Techstyle Haus will certainly be different. The outer shell of the 800-square-foot house will be made of Sheerfill, a flexible textile that’s often used on domed stadiums but has yet to be used on a house. The building will meet the standard for a passive house—using 90 percent less energy than a standard house—and will draw nearly all its power from a flexible solar array on the curved roof.
The team’s preliminary proposal was accepted into the competition in December 2012, and since then students have been refining their design and engineering the house’s key systems. Now it’s construction time. In a warehouse in Cranston, Rhode Island, students built the wooden platform on which the house will sit and the deck that will surround it.

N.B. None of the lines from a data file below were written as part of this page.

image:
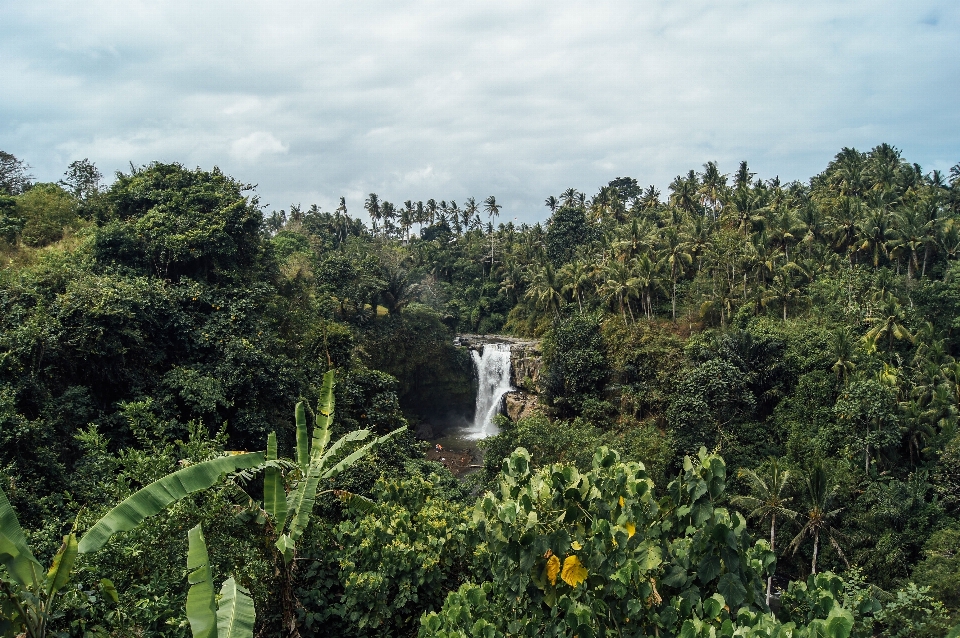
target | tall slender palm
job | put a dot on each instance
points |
(645, 274)
(545, 290)
(676, 256)
(492, 208)
(783, 290)
(843, 348)
(683, 192)
(577, 278)
(570, 197)
(372, 206)
(876, 234)
(818, 516)
(910, 236)
(889, 324)
(616, 286)
(767, 500)
(713, 189)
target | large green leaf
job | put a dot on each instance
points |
(236, 617)
(320, 458)
(15, 555)
(62, 567)
(303, 503)
(201, 604)
(355, 456)
(274, 494)
(155, 497)
(303, 443)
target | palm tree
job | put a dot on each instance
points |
(782, 290)
(889, 325)
(570, 197)
(545, 290)
(644, 279)
(713, 189)
(767, 501)
(577, 278)
(684, 192)
(372, 206)
(842, 347)
(818, 515)
(492, 208)
(616, 287)
(876, 233)
(910, 235)
(676, 256)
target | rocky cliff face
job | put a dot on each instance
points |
(520, 405)
(526, 362)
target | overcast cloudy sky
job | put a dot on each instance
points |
(521, 100)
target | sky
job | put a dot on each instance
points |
(312, 101)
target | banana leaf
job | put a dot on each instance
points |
(62, 568)
(15, 555)
(236, 617)
(201, 605)
(274, 494)
(355, 456)
(303, 444)
(321, 434)
(153, 498)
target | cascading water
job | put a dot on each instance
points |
(493, 372)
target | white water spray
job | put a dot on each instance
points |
(493, 372)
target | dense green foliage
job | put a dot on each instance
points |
(747, 347)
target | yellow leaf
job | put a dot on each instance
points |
(573, 572)
(553, 568)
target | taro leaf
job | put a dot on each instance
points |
(732, 589)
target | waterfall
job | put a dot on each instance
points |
(493, 373)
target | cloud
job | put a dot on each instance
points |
(252, 147)
(418, 99)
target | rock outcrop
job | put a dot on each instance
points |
(520, 405)
(526, 361)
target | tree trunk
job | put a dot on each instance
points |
(816, 548)
(773, 527)
(673, 301)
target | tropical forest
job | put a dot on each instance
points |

Then comes the mechanical core, along with the kitchen, the bathroom, and the electrical, heating, and ventilation systems. Once the project can move outside, the students will erect the house’s five steel structural ribs and attach the textile shell. Until then, the students are working in the shadow of two nineteen-foot-tall wooden mock-ups of the ribs, with which they are tweaking the assembly process for the exterior wall and finding the best way to attach insulation and the interior textile walls.
In addition to bringing together students from three different schools, the project has brought together companies that don’t often collaborate, says engineering student Gareth Rose ’16. “We’re doing things that have never been done before, [for example] trying to figure out how the fabric will meet the steel and the window frame at the same place,” he says. “One company is making the window frame and another is making the steel and another is making the textile. We try to have sponsor workshops where all the sponsors come and they get to talk to each other. It’s been fun watching them interact.”
If all goes as planned, the structure will be mostly assembled (minus the windows, which are being made in Europe) by April. After testing to make sure all the systems work, the house will be dismantled and packed into shipping containers. Then it’s off to Versailles, where the students have nine days to reassemble it.
Over the next few months, the team is in for some long hours, but they’re looking forward to it, Lubin says: “So far, it’s going great. It’s really exciting, especially as engineers, to finally be building something.”